One of the main ideas for this project was to only implement the stateful aspects of the APG patterns, and leave the styling for developers who wish to build on top of these components.

The issue here is that styling is tightly coupled with the state since the most appropriate way of representing a collapsed panel is with display: none; rather than hidden or aria-hidden. So there's a bit of a conflict of interest - if I maximize for being unopinionated, it means developers will need to add their own styling to handle hiding/showing the panel. Even if it's trivial to implement, the goal of this project was to make implementing the state for the APG patterns as easy as possible. And because it's trivial to implement, I feel like I should just provide it for others!

But, what would be a good way to provide display: none; in an agnostic manner? What if they want to use an HTML attribute like hidden?

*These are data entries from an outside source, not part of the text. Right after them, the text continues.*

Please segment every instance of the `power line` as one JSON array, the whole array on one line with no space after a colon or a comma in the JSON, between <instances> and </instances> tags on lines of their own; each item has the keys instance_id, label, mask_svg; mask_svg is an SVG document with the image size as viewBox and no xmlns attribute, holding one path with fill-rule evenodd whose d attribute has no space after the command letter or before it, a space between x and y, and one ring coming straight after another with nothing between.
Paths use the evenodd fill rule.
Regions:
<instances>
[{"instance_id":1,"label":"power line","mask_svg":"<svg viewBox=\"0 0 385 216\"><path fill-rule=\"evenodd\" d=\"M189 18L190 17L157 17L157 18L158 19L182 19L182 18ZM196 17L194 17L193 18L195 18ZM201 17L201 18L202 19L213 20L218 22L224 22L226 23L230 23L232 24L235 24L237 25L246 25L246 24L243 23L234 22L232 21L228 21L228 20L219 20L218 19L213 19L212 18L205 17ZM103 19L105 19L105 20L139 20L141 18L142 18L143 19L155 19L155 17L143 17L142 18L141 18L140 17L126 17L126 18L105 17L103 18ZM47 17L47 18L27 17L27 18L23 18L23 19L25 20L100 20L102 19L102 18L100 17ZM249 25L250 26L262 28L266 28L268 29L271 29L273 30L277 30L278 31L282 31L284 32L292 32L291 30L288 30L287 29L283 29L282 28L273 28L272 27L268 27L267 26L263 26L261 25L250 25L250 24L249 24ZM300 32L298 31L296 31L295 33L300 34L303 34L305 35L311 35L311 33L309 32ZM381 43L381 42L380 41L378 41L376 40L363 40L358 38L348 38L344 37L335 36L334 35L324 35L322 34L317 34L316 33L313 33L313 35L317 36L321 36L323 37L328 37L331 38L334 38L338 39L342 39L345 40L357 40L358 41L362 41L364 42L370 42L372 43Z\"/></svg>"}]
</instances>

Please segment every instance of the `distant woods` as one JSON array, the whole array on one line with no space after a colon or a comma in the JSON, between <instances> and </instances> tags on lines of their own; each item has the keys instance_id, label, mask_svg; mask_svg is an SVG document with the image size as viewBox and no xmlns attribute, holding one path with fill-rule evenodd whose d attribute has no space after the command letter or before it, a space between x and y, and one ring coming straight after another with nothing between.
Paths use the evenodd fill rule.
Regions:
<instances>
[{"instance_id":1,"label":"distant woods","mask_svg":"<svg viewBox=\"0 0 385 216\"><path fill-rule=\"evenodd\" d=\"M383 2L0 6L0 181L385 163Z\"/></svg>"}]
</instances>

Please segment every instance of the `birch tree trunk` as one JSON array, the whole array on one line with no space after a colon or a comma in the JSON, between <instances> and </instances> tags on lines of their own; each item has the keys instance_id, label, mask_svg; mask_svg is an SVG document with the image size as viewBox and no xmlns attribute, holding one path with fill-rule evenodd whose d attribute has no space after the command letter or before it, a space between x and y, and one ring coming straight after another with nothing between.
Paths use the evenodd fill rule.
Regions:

Maybe have <AccordionPanel> accept a function as a prop that modifies className, style, and rest, and it defaults to setting style = { display: 'none' }? Might have to think through minor conflicts if this function sets attributes that are also passed to the component, e.g. the function sets hidden but hidden is also passed to <AccordionPanel> as a prop with a different value. At that point, it almost feels like a render-like function that modifies rest in general.... might potentially need 2 props (one for "generic rest modifier" and another for "handle expand/collapse"), but that feels cumbersome and unwieldy.